Des reportages illustrés

L’hebdomadaire Stern a toujours attaché beaucoup d’importance aux photographies. Le magazine compte proportionnellement moins d'articles que les autres hebdos et incite les lecteurs à le feuilleter grâce à de nombreuses photos en double page. Il traite cependant aussi de thèmes politiques, même s’il ne s’agit pas ici de reportages de fond et d’analyses fouillées. On achète le Stern pour ses récits écrits dans un style vivant et imagé. Désireux de distraire ses lecteurs, le magazine parle également des stars. Il est édité à Hambourg chez Gruner+Jahr et paraît le jeudi. En 1983, le magazine se retrouva au cœur d’un scandale : croyant avoir mis la main sur les carnets secrets d’Adolf Hitler, la rédaction en publia les premiers extraits. Un scoop qui retomba en moins d'une semaine, lorsqu'il s'avéra qu’il ne s’agissait que de faux.

Textes courts et graphiques

En 1993, Burda Verlag, à Munich, lance le magazine de news Focus. L’objectif est de concurrencer Der Spiegel, avec des textes sensiblement plus courts. Pour faciliter la lecture, les articles sont divisés en petites sections et agrémentés de graphiques et d’illustrations en couleurs. Focus s’adresse aux hommes d’affaires très pris par leur carrière qui souhaitent s’informer vite et bien sans s'attarder sur des débats et des discussions. De nombreux articles sont destinés à leur être utiles. La rédaction conseille volontiers les consommateurs et propose des comparaisons de coûts de téléphonie, de placements financiers ou de médecins.

Le vrai intellectuel

Les universitaires et autres citoyens éduqués lisent quant à eux Die Zeit, qui paraît tous les jeudis aux éditions Zeitverlag, à Hambourg. Son format ainsi que sa structure rappellent ceux d’un quotidien. Die Zeit réunit tous les avantages des hebdomadaires présentés ci-dessus, ce qui fait qu’il est relativement volumineux : la plupart des articles font une page entière de journal. Articles de fond, analyses, thèmes sont abordés sous différents angles. Le magazine, de tendance qu'on qualifierait de libérale-bourgeoise, s’ouvre toutefois à d'autres opinions. Lorsqu’elle aborde des sujets controversés comme le génie génétique ou le débat actuel sur les euro-obligations, la rédaction propose côte-à-côte deux opinions opposées illustrant chacune les pour et les contre. Le lecteur peut ainsi se forger lui-même une opinion. Les pages culturelles, qui proposent des critiques de pièces de théâtre, d’expositions, de livres, de films et de CD (du pop au classique), sont considérées comme une référence dans le domaine des arts et de la culture en Allemagne.

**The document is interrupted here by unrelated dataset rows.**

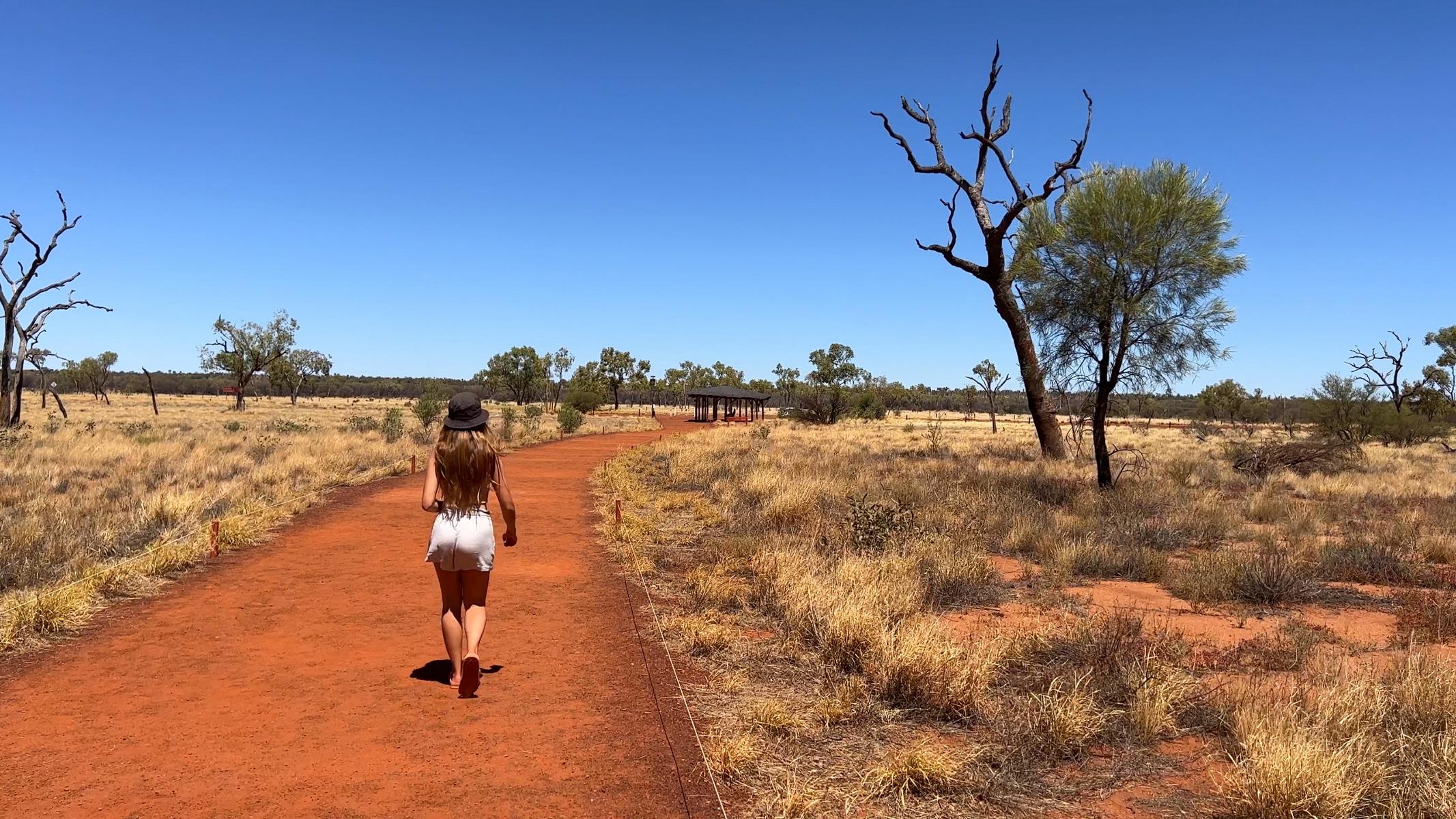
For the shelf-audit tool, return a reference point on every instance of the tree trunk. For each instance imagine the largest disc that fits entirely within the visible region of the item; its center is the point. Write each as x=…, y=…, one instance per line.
x=19, y=384
x=1104, y=459
x=1043, y=415
x=5, y=371
x=150, y=390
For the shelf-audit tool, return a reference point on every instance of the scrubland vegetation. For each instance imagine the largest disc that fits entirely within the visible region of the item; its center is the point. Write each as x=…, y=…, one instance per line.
x=82, y=495
x=921, y=618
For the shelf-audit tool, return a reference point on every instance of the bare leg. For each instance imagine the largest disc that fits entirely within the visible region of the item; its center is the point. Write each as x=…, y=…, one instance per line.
x=451, y=618
x=475, y=587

La petite aile gauche berlinoise

Depuis 2009, Jakob Augtein, fils du fondateur du Spiegel, est à la tête de l'hebdomadaire de gauche der Freitag, qui coopère avec le Guardian britannique. Les versions papier et en ligne du magazine sont étroitement liées. Les lecteurs sont invités à participer à la version en ligne en écrivant leurs propres textes dans une rubrique qui leur est dédiée. Même s’il ne se vend qu’à 15 000 exemplaires par semaine, der Freitag semble promis à un bel avenir car il est l’un des rares médias à expérimenter de nouvelles idées et de nouveaux concepts. Pour terminer, mentionnons encore l'hebdomadaire de gauche, Jungle World, un magazine idéaliste qui paraît dans toute l’Allemagne.